В данный момент из автомата доносятся звуки какой-то жалобной ирландской песни, они ползут по влажному дощатому полу и сочатся в комнату для персонала. Вечер должен быть людный, но пятничные вечера стали совсем не те с тех пор, как «Конч» открыл свою версию такого же бара, с грудастыми девицами, подающими голубые коктейли. К тому же большинство людей сейчас сидит по домам, чинит рамы и читает новости на предмет следующего урагана. Несколько фотографий кораблей и их капитанов с фуражками набекрень уставились на один-единственный столик.

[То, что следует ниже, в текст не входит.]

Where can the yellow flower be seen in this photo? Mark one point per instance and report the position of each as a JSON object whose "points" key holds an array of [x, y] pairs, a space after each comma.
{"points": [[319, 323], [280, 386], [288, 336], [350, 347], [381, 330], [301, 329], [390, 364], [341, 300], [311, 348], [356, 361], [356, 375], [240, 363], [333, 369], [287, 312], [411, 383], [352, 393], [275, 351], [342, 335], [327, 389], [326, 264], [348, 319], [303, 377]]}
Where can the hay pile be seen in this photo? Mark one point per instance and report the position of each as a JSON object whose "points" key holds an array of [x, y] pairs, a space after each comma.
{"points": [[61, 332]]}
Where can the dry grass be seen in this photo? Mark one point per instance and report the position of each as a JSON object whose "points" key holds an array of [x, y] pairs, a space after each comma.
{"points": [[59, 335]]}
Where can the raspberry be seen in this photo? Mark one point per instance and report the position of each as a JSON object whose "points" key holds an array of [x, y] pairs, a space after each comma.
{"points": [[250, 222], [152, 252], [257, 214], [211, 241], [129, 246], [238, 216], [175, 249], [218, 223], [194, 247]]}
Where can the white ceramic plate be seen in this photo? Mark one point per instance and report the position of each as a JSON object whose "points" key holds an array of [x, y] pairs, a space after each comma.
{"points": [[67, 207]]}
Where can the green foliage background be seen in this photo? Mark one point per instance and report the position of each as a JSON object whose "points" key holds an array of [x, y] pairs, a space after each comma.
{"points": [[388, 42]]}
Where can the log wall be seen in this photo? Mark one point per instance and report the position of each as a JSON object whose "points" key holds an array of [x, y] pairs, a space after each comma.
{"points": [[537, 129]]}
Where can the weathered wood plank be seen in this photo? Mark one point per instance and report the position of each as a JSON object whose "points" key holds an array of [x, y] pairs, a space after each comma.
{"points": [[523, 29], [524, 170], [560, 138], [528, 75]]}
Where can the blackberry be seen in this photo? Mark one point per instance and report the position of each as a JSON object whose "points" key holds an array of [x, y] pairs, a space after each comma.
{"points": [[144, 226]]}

Мужчина, стоящий перед антикварным автоматом и сперва похлопывающий, а затем бьющий по нему кулаком, явно не любитель старых традиций. В другой руке он держит двойной виски с колой. Он стоит, широко расставив ноги, как человек, который хочет выглядеть сильным, не слишком понимая, что это такое. Его мокасины такие новые, что никогда не видели воды.
— Чертова хреновина сожрала мои деньги, — жалуется он своим приятелям и снова ударяет по автомату кулаком. — И она играет совсем не то. Эй, вы можете починить эту штуку?